Remember when Pokémon Go was one of the biggest games on the planet? Whether or not you took part in that craze roaming your neighborhood for wild Bulbasaurs and Pikachus, the fact remains that the game was one of the biggest AR games of all time.

At its core, AR doesn’t “change” reality but, as the name would imply, “augment” it. In the case of Pokémon Go, that meant interfacing with your phone to “place” virtual Pokémon in certain areas. Your phone reads the code and displays the augmented image. There isn’t really a Pokémon “there,” but your phone sees the code, and you see the result, thus presenting you with “augmented” reality.

Virtual Reality

By contrast, virtual reality “creates” a different reality for you rather than adding to reality as it is.

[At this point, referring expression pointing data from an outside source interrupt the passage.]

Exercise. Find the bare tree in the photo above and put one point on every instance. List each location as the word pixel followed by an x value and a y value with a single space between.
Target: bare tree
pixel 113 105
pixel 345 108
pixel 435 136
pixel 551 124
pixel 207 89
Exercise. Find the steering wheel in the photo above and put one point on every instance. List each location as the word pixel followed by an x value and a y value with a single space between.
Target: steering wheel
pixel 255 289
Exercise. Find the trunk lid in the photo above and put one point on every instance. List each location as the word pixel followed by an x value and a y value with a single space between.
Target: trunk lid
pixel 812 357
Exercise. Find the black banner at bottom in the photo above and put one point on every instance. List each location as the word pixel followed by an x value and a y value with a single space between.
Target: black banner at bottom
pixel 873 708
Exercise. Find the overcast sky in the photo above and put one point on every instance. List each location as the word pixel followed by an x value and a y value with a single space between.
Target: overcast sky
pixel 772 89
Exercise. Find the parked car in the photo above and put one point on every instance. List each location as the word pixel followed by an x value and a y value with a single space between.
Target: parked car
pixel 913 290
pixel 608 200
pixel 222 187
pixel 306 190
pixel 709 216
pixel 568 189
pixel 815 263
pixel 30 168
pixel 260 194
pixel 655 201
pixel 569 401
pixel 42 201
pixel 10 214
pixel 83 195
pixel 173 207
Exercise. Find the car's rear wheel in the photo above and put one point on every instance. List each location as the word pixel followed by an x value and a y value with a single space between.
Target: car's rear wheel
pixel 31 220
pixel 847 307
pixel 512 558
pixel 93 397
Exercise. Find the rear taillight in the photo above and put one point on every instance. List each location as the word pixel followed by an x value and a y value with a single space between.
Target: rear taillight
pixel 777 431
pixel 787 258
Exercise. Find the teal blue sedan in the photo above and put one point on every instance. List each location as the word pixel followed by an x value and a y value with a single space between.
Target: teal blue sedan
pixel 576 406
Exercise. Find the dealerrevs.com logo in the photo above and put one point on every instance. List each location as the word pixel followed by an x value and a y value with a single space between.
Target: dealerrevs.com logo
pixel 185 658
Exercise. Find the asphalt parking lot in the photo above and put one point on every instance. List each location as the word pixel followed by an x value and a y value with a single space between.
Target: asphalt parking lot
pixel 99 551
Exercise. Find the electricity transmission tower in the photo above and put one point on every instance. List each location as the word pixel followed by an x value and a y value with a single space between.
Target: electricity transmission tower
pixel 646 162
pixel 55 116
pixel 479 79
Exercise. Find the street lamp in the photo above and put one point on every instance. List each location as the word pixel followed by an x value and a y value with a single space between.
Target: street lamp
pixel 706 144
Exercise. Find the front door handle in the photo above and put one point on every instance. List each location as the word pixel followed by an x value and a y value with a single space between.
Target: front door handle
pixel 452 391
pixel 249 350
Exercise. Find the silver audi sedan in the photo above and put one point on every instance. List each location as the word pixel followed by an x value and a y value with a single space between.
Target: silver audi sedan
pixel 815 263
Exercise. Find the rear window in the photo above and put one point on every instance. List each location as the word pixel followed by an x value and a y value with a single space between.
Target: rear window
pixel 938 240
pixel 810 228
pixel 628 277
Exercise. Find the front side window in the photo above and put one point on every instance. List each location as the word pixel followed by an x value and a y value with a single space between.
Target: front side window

Think of a VR helmet, such as the popular Oculus. These helmets aren’t reading code meant to make you see different images in the world around you, but to present you with a different reality entirely.

As this technology becomes more advanced, so too may the ways in which VR is able to convey these new realities. Right now, these helmets present you with games that display sights and sounds all their own. Perhaps in time, they’ll be able to make you “feel” these generated game realities by sending signals to your body as well. Maybe they’ll be able to make you taste and sell things in-game – and perhaps it will be able to do all of this at once.

Before Nintendo’s Virtual Boy debacle of the mid-90s, Star Trek: The Next Generation had predicted AR and VR in the form of its reality-creating “holodeck.” As the technology for both AR and VR become better, we come closer to making the total immersion of something like that a reality.